De plus, il me semble qu’étant issu de la nature, il n’y a pourtant pas mieux pour s’y intégrer à nouveau. Imaginez votre satisfaction à l’idée de savoir enfin « communiquer » avec votre cheval, de l’avoir à « votre écoute » tout comme êtes à « son écoute », dans un milieu aussi agréable qu’est la nature. Vous êtes tout simplement en harmonie avec la faune et la flore ! Ce sont de réels moments magiques que je souhaite à tous de connaître un jour…, mais attention, c’est une drogue à laquelle on risque de prendre goût ! 🙂

La logique, la bonne fois, ainsi que l’humilité et la capacité à écouter pour comprendre, sont obligatoires.

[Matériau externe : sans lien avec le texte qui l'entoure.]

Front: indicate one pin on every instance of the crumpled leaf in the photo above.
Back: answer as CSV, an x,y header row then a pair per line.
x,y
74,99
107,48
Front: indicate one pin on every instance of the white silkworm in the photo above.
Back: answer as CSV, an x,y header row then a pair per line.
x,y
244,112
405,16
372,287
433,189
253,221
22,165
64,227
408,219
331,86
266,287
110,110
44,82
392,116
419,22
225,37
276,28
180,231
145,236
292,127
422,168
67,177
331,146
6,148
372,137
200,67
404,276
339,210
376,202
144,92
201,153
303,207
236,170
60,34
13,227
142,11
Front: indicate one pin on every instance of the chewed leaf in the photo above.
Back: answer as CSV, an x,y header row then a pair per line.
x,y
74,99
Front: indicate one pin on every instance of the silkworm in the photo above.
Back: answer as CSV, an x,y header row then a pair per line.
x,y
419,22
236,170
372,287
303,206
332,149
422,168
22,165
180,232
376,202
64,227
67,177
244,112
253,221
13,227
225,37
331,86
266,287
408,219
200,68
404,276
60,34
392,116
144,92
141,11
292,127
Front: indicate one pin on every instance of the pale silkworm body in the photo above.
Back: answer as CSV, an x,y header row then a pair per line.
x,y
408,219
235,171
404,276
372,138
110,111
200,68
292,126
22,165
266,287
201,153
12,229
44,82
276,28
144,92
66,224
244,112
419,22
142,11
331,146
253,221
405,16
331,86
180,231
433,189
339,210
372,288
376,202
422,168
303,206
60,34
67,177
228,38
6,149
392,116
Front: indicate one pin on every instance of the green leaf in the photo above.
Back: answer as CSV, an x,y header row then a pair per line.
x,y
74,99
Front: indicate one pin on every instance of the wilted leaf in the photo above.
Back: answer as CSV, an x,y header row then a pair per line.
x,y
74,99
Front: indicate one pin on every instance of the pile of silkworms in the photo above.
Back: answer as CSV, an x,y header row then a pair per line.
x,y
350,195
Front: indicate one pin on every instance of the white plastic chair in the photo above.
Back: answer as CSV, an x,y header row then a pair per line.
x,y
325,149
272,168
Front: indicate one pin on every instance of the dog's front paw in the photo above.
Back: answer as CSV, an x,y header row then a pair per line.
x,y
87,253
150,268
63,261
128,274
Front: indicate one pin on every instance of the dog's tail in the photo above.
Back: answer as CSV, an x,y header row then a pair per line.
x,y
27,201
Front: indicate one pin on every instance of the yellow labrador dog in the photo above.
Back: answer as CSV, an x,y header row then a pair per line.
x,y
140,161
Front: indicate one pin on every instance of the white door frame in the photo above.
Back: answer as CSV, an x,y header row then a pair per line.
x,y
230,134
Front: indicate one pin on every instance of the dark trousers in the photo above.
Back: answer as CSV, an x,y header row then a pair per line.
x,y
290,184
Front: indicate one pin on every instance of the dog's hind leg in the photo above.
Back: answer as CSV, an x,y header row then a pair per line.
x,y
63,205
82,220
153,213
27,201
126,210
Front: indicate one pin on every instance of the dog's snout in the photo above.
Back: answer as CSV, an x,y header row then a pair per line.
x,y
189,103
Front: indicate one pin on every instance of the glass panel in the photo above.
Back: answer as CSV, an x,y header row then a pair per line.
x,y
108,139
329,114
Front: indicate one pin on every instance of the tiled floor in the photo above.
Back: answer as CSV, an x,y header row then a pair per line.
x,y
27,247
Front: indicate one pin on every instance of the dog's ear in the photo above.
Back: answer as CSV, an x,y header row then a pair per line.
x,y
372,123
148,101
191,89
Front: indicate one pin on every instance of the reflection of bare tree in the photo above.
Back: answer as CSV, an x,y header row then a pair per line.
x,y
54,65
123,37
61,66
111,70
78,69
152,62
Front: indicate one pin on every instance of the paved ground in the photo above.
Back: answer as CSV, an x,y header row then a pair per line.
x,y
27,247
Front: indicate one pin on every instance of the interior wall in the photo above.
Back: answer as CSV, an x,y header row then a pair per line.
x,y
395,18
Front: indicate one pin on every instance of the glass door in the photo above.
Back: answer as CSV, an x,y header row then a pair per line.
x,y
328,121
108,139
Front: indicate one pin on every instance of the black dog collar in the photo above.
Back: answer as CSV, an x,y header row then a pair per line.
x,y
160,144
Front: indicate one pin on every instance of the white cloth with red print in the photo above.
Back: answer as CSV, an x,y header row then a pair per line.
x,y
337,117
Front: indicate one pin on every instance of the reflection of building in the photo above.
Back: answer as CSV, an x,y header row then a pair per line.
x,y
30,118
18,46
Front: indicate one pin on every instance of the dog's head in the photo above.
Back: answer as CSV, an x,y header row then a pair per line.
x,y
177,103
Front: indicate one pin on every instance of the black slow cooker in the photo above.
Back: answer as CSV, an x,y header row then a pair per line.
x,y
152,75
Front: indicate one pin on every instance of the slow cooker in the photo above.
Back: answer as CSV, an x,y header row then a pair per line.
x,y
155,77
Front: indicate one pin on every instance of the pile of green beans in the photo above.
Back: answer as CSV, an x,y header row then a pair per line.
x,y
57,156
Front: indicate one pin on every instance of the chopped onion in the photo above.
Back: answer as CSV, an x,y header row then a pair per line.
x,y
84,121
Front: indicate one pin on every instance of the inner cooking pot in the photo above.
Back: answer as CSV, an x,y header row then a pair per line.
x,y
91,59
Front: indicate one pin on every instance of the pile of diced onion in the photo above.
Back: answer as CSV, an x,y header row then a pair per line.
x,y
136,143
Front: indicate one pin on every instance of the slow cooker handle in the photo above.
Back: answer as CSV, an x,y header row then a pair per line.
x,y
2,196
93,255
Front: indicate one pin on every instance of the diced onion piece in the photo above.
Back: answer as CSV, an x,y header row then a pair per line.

Soyons également conscients que tous les chevaux, aussi craquants soient-ils, ne se valent pourtant pas. Il y a des chevaux moins stressés que d’autres, des plus roublards ou « stupides » mais tous réagissent différemment. Ne faisons donc pas n’importe quoi. Il est évident que le cheval, et son mental, doit être en mesure de correspondre à la tâche que nous allons lui demander d’assurer ! Il faut donc également soi-même être « conscient », et savoir s’entourer de gens ayant de réelles compétences avec les chevaux, pour espérer acquérir un jour et à son tour un œil suffisamment objectif à l’approche du cheval. C’est une réelle « école » de patience, de mérite, et d’humilité, avant tout. Cette liste n’est d’ailleurs pas exhaustive. C’est d’ailleurs pour cela qu’elle est aussi gratifiante et pleine d’enseignement pour les jeunes, comme pour les moins jeunes 😉

En ce qui concerne « l’environnement d’évolution » à cheval étant nu, là encore, hormis quelques attentions, je ne vois vraiment pas grande différence avec une pratique « textile » de l’équitation en extérieur. Nous risquons dans les deux cas de prendre des branches, et autres obstacles, en pleine figure, si nous ne savons pas gérer le cheval lors de son déplacement, et anticiper son parcours d’évolution, avec une allure adaptée. Donc pas de gros soucis pour une pratique naturiste de l’équitation, à mon goût, à ce niveau là.
Nous ne cherchons pas les performances de toute façon, uniquement le plaisir d’être à cheval « le plus naturellement possible ».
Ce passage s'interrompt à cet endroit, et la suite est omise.